News Release

Shire announces results from an analysis of LIALDA and Asacol for the treatment of UC

Peer-Reviewed Publication

Shire plc

PHILADELPHIA – October 6, 2008 – Shire plc (LSE: SHP, NASDAQ: SHPGY), the global specialty biopharmaceutical company, announced the results from a multidisciplinary analysis of in vitro and in vivo data of LIALDA® (mesalamine) versus Asacol® (mesalamine) that investigated factors including transit and disintegration of tablets along with tablet coating thickness that may affect a consistent release of 5-aminosalicylate acid (5-ASA) in both therapies. This analysis will be presented at The American College of Gastroenterology (ACG) meeting in Orlando.

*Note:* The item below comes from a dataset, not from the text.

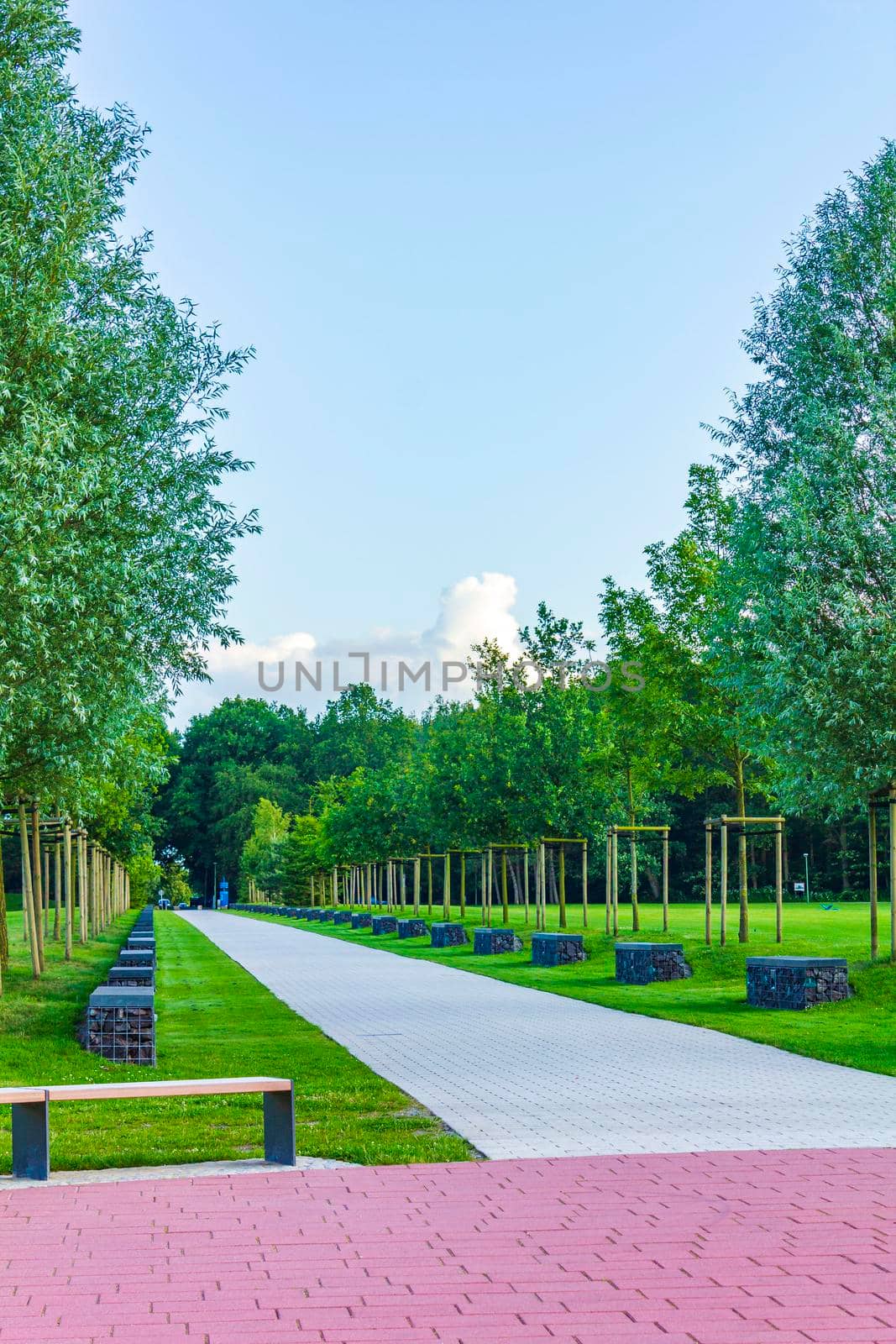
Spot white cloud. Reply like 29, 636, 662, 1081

"Previous studies have demonstrated that LIALDA is an effective and generally well-tolerated treatment for patients who have active, mild-to-moderate UC," said Srini Tenjarla, PhD, lead study investigator and senior director of pharmaceutical sciences at Shire. "The time of initial release of 5-ASA in the colon, as well as the duration of continued release, is important in the treatment of UC. Now, through a combination of analyses, we have data that shows LIALDA demonstrated a steady 5-ASA release throughout the entire colon."

The clinical significance of the results from this analysis has not been established. This analysis was not designed to evaluate or compare the clinical efficacy of LIALDA and Asacol.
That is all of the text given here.